Cold Paris. They say Paris is rich with things to do and see, a city of beauty and romance. Paris is a sleek automobile. The duco is chipping. From it come people lean and mean. Slick with haste to get the last métro, the crunchiest baguette, the most prestigious job, the most comfortable apartment. Paris, city of dogs marking out their territory, snarling at anyone who covets their bone. Faces sour with intent rush past, and I rush with them. Day-to-day survival is so important you can not afford to lose your grip for a moment. Paris, city of high standards, where most people just survive.
I looked at noticeboards in bookshops, I went back to the American church. I lined up with all the other hopefuls, hoping against hope. How could I have forgotten, rushing back like I did, that it was this accommodation problem that had driven Matthew and I from Paris in the first place? Foolish idealist, why did I bother, frittering away time and money? What did I expect?
The patronne was at the door every time I passed. Did I go to work today? Where was my husband? Was he going to rejoin me? Was I looking for an apartment? Ah c’est très difficile à Paris. You know Monsieur Untel in room seventeen? Well, he has been looking for nine months, and he is Parisian! She hoped I was not doing my washing in my room; that was absolutely forbidden. I must be back before eleven at night because the doors were locked then and no exceptions were made. What was that I was carrying? A picture? It was against the rules to bring things back to the hotel. Nothing but your personal luggage; this was not a storage space.
It was like being at boarding school, sitting over my quadrillé notebook at the tiny table. The trough bed. The rules stuck on the back of the door and my childlike fear at the pink stain my dripping shirt had left on the lino. My money had not arrived and I stole tins of tuna from the Felix Potin on the corner. I had finished my bag of brussel sprouts but their farty smell lingered in the room.
This is no good, I said to myself lying in the hotel room. Remember where you are, Siobhan. Paris, city of dogs and down-and-outs. Winter was coming and the clochards would die at night if the métro stations were closed. Paris, exotic and full of hidden delights for those who searched. Paris impervious, Paris charming. The Seine glowed at night and the Marais looked beautiful under snow. I wanted another winter here, at the very least.
A tap creaked on and off, somebody cleared their throat with jarring regularity. I lay on the bed, bored, rootless, listening to two women and a man talking in the corridor about chercher un logement. I’d been glad when the Durebex went away, but now, after a couple of weeks, even their company seemed preferable to just my own.

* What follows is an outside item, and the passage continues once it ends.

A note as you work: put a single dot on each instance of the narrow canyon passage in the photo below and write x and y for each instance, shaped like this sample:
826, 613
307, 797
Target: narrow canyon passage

I hated the desperation of this city, I hated what it reduced me to. There was no consolation in being surrounded by others in the same boat, just more incitement to bailing out. But I couldn’t. The lower I was squashed, the more determined I became; like a repressed child, I only wanted to hit back harder.
In the corridor the man began to recount an anecdote about the strange habits of an old neighbour of his. The neighbour would bring a woman home on the days his wife worked at the hospital. The man reproduced the sounds of whipping and screaming he’d hear coming from the neighbour’s apartment.
The two women tittered. One of them fell back against my door. The man’s voice became low and urgent.
– Un jour, j’ai appelé la police.
Yes, I was going to stay in Paris. I wanted to understand this place better. I wanted to understand myself better and I thought I could here. My visa would expire soon. I would take up the Durebex’ offer and go to the Alps with them. It would give me a chance to renew my visa in Geneva.
A chair scraped across the floor above. The trio in the corridor dispersed. Somebody was kick-starting their motor scooter below the window. I opened my journal at a new page.